Professor Paul Racey of the University of Aberdeen and colleagues based in Madagascar, including at the University of Antananarivo, have being netting sucker-footed bats around the village of Kianjavato in southeastern Madagascar for several years.
Previously, the bat species was listed as 'vulnerable' by the International Union for Conservation of Nature (IUCN), because only a few individuals had been caught in Madagascar.
But the discovery of a population at an agricultural research station in Kianjavato, near Ranomafana National Park, meant the bat's conservation status could be downgraded to 'least concern' and studies into its ecology could begin.
So far, after netting sucker-footed bats during four visits a year, for several years, Prof Racey's team have yet to catch a female.
"We have netted enough times and in enough different places at Kianjavato to be sure they are not there," Prof Racey told the BBC. "We have netted up and down the valley and not found anything.
"We have also found a new population nearer the coast 100km away, but all males."
At Kianjavato, the researchers have so far located 133 roosts of sucker-footed bats, which roost in the partially unfurled leaves of the so-callled Traveller's tree (Ravenala madagascariensis), a well-known plant in Madagascar that looks much like a banana tree.
Each roost contained between nine and 51 individual males.
"My research assistant Mahefa Ralisata emailed this morning to say she had just netted another 26 males at Kianjavato, no females," says Prof Racey.
Despite this monastic lifestyle, male sucker-footed bats evidently find and meet females.
Juvenile males arrive at Kianjavato twice a year, and as juvenile bats do not migrate long distances, due to the fact their wing bones haven't fully grown, they must have been born close by.
Because the species appears adapted to roost in Ravenala leaves, the females are also likely roosting somewhere close in secondary forest.
One reason the females may segregate is that they prefer to live in adjacent, but much better quality habitats.
Females of another bat species, the Daubenton's bat, live in different places in the UK to males, living along better quality lower reaches of river that may better support them during pregnancy and lactation.
Prof Racey expects the mysteriously missing female sucker-footed bats to be doing something similar.
Something else is peculiar about the sucker-footed bat: none of those yet captured and released have been found to carry any parasites on their bodies.

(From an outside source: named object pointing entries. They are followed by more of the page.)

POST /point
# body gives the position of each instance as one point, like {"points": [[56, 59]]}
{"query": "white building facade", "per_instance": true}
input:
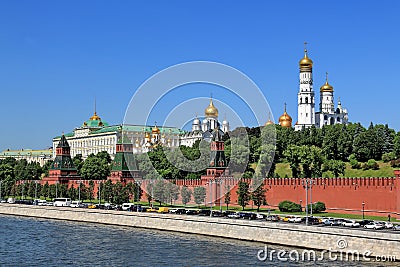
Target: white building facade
{"points": [[306, 115]]}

This is extremely rare, as almost all wild mammals carry so-called ectoparasites, such as fleas or ticks.
But "no parasites is easily explained by the roosting habits in the partially unfurled leaves of Ravenala," explains Prof Racey.
These leaves are too smooth for arthropod parasites to stick to, so they cannot crawl onto the bats.
That may be one reason why the monastic male bats choose Ravenala trees to roost in.